Le raccourci étant le plus court chemin d'un point à un autre, il n'y avait qu'un pas à franchir de l'anti-Microsoft à l'anticapitalisme. Le mouvement du logiciel libre, complètement vidé de sa substance, est devenu un emblème : celui de la résistance au capitalisme.

Il convient néanmoins de rappeler que le monde du logiciel libre et en particulier Richard Stallman, son fondateur, ont toujours réfuté cette proximité, fût-elle conflictuelle, avec l'entreprise Microsoft. Pour Stallman, les logiciels libres et Microsoft sont deux choses radicalement différentes, qui ne supportent aucune comparaison.
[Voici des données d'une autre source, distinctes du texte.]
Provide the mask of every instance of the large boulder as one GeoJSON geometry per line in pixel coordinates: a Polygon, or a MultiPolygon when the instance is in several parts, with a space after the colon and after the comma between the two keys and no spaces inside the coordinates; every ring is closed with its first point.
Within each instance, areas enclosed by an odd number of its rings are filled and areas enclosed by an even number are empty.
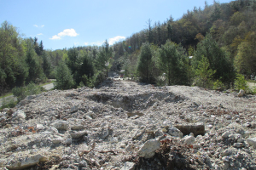
{"type": "Polygon", "coordinates": [[[170,127],[168,128],[167,133],[170,134],[171,136],[179,137],[179,138],[183,138],[183,133],[177,128],[176,128],[175,127],[170,127]]]}
{"type": "Polygon", "coordinates": [[[68,130],[69,126],[66,121],[57,121],[51,125],[58,130],[68,130]]]}
{"type": "Polygon", "coordinates": [[[79,139],[81,138],[82,136],[87,134],[87,131],[70,131],[69,134],[72,139],[79,139]]]}
{"type": "Polygon", "coordinates": [[[28,158],[26,161],[21,162],[15,162],[12,165],[6,166],[6,167],[9,170],[20,170],[25,169],[37,165],[39,162],[48,162],[48,158],[42,155],[32,156],[28,158]]]}
{"type": "Polygon", "coordinates": [[[253,146],[254,148],[256,148],[256,138],[248,138],[247,139],[247,142],[250,146],[253,146]]]}
{"type": "Polygon", "coordinates": [[[202,122],[195,124],[179,124],[174,125],[174,127],[179,129],[183,135],[189,134],[193,133],[195,136],[197,135],[205,135],[205,125],[202,122]]]}
{"type": "Polygon", "coordinates": [[[240,89],[238,93],[238,97],[242,97],[245,94],[245,91],[243,89],[240,89]]]}

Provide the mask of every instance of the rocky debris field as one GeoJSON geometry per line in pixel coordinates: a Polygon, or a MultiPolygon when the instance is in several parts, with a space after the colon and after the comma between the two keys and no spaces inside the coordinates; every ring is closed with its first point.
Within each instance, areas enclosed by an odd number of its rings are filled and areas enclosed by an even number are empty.
{"type": "Polygon", "coordinates": [[[0,169],[256,169],[256,97],[106,81],[0,113],[0,169]]]}

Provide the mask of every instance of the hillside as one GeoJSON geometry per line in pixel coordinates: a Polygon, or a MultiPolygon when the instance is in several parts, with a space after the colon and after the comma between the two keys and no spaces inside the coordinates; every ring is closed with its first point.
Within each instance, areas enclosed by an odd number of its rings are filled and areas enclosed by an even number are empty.
{"type": "Polygon", "coordinates": [[[255,169],[255,96],[106,81],[0,114],[8,169],[255,169]]]}

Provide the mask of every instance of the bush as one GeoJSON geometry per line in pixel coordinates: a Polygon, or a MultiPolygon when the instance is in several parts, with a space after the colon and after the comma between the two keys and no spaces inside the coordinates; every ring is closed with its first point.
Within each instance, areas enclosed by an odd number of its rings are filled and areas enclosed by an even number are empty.
{"type": "Polygon", "coordinates": [[[235,89],[237,91],[239,91],[240,89],[243,89],[245,92],[248,91],[247,82],[244,78],[243,75],[236,75],[236,78],[235,80],[235,89]]]}
{"type": "Polygon", "coordinates": [[[217,80],[216,82],[213,82],[213,90],[222,91],[224,88],[225,88],[225,86],[221,81],[217,80]]]}

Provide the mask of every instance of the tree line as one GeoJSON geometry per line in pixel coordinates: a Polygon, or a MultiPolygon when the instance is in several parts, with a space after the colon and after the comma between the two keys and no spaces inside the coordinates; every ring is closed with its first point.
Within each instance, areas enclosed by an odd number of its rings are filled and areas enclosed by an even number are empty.
{"type": "Polygon", "coordinates": [[[256,73],[256,1],[205,3],[181,19],[147,21],[147,28],[109,46],[44,48],[37,37],[22,38],[4,21],[0,28],[0,86],[15,87],[55,78],[67,89],[94,87],[110,71],[159,85],[234,85],[238,73],[256,73]],[[190,57],[189,56],[193,56],[190,57]]]}

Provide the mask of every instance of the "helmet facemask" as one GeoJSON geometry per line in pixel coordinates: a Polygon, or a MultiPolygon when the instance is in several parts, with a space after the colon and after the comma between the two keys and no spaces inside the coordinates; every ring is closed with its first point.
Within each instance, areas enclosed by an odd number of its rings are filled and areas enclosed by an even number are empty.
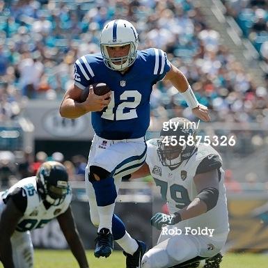
{"type": "Polygon", "coordinates": [[[191,128],[185,128],[185,118],[174,118],[173,122],[179,123],[175,129],[172,127],[161,131],[160,139],[157,141],[157,150],[158,157],[164,166],[175,169],[180,166],[183,161],[188,159],[196,148],[196,132],[191,128]],[[188,137],[193,136],[193,144],[187,143],[188,137]],[[183,136],[182,140],[180,137],[183,136]],[[185,142],[184,142],[185,141],[185,142]]]}
{"type": "Polygon", "coordinates": [[[63,165],[55,161],[44,163],[36,178],[38,191],[44,200],[54,206],[64,201],[70,189],[68,175],[63,165]]]}
{"type": "Polygon", "coordinates": [[[100,51],[105,65],[116,71],[122,71],[131,66],[137,56],[138,44],[138,33],[130,22],[124,19],[116,19],[109,22],[104,26],[100,36],[100,51]],[[109,56],[107,47],[122,47],[127,45],[129,45],[127,55],[116,58],[109,56]]]}
{"type": "Polygon", "coordinates": [[[101,44],[100,50],[105,65],[110,69],[117,71],[122,71],[131,66],[136,58],[137,51],[135,49],[135,44],[133,42],[112,45],[111,44],[101,44]],[[129,45],[129,51],[127,55],[123,57],[111,58],[109,56],[107,47],[119,47],[129,45]],[[116,64],[119,63],[119,64],[116,64]]]}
De la même manière et malgré ces nombreux phénomènes d'imposition liés à la construction de Linux comme objet médiatique, il est quasiment impossible de trouver, dans le corpus de textes émanant des principaux animateurs de cette communauté, le moindre réquisitoire révolutionnaire appelant explicitement à un renversement du système.

Une des composantes mêmes de ce mouvement gravitant autour des logiciels libres, le mouvement OpenSource, emmené par Eric S. Raymond et de nombreuses entreprises du secteur, dont Netscape et plus récemment IBM, revendique explicitement sa filiation directe avec les thèses libérales.

Décidément, il paraît difficile d'adhérer à cette caricature romantique tout droit sortie d'un roman de Dostoïevski, faisant des développeurs de logiciels libres une bande d'anarchistes complotant secrètement dans leur cave contre le pouvoir et aujourd'hui séduits par l'appât du gain.

Mais ne nous y trompons pas : par sa critique des monopoles fondés exclusivement sur des critères de rentabilité financière, le mouvement du logiciel libre interroge aujourd'hui les fondements mêmes du système capitaliste. Ce mouvement pose des questions de fond et souligne certaines contradictions sur le statut de la propriété, de la marchandise et de la production à l'ère de l'immatériel. En décentrant la problématique de la valeur, la fondant ainsi sur la liberté de circulation et le partage communautaire du savoir et de la connaissance, il contribue à déstabiliser ces fameuses lois naturelles de l'économie et réactive peut-être cette vieille utopie de la libre association des producteurs.

(*) Coauteur avec Florent Latrive de Libres Enfants du savoir numérique, Editions de l'Eclat, mars 2000.